(Image Comics, 2014)
Writer - Jason Aaron
Art and Color - Jason Latour
Letters – Jared K. Fletcher
Color Asst. – Rico Renzi
Grab a beer, some BBQ’d ribs, and turn up that high school football game, it’s Wednesday, and in comic book land, that means a new issue of Southern Bastards.
I reviewed issue 1 last month, and stick by my original synopsis. This book is Walking Tall mashed together with Gran Turino. Picture an aged Rock yelling at kids to get off his dead father’s lawn, and that about sums up a general first impression.
Jason Aaron and Jared K. Fletcher present Southern Bastards #2, an expansion on the original, a build up of tension, all leading to the inevitable. We know what’s going on here, we see the trajectory, and we love every second of it.
Earl Tubb has returned home to liquidate the remains of his father’s estate. A house that no one lives in and enough small possessions to fill a very small U-haul are all that is left of the once great Sheriff “Big” Bert Tubb. He was a legend in the county, the man that brought peace back and held it squirming in his fist.
What I love about this, besides the impending sh*t storm, is that Jason Aaron has perfectly captured small town life. This isn’t just a picture of a southern town, this is all small towns. I’m from about as far north away from the south as you can get, barring Alaska, and still be in the country, and this feels like it could be my hometown. (Add snow, and parkas, and those furry earflap hats.) His portrait of the elevation of football to a cult-like status is not just southern, it’s small town America. What high school senior football star doesn’t feel like he is the biggest ant on the hill? What about his cadre? The quarterback’s inner circle? Are they not small town royalty, especially when they’re on a winning streak? Bring home a state title, and what have you then? The anthill expanded. Aaron has a knack for little details that bring out the inter-connectedness of a small town, i.e., the current sheriff played for the coach. It all comes back to Coach Boss. That too, is typical small-town football.
So Earl has returned.

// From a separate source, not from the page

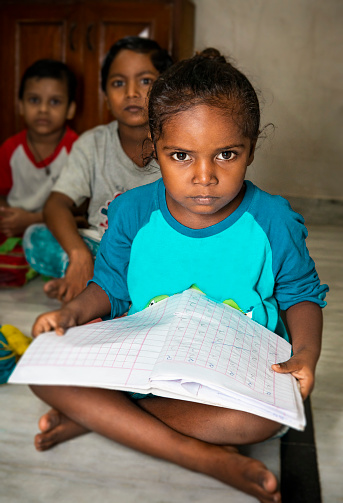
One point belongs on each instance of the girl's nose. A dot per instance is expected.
(43, 106)
(204, 173)
(132, 90)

This whole issue, including the crime reported and ignored, is leading up to the end of issue #2, when Earl will make a decision regarding his involvement with Craw County politics. Will he drive his “Y’all Haul” away into the night, or reach for that squirmy wormy peace and try to wrangle it like his father did? I’m assuming you can guess the answer. What comic ever has only two issues?
I love the style in which this is drawn. Having the colorist and artist be one and the same makes for a unique perfect expression. Jason LaTour knows what he wants on the page in terms of form and color, and it’s up to him to make it happen. If he wants the panels dark, they’re dark. It’s a great way to show the artists’ vision, exactly as he wanted it. There is no loss of translation.

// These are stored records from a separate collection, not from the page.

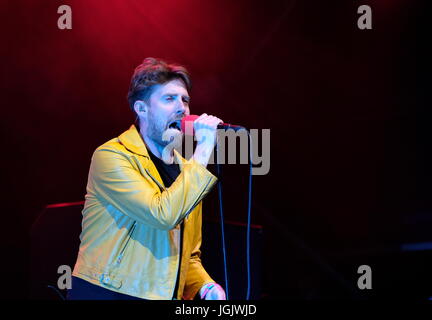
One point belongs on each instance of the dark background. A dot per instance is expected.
(349, 181)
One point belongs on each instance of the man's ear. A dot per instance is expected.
(141, 108)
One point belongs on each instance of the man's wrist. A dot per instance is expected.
(206, 288)
(202, 153)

Southern Bastards continues to be greatly entertaining. I know where it’s going, but that doesn’t lessen the enjoyment. Imagine it’s a car trip. You’re heading to Birmingham, Alabama. Your GPS is voiced by two bastardic Jasons, and they take you through the winding, tree covered lanes and back roads. You know your destination, but the trip is still fun. And who knows where you’ll stop for lunch?
Brad Gischia is a writer and artist living in the frozen Upper Peninsula of Michigan. He is married and has three kids and a dog, who all put up with his incessant prattling about comic books.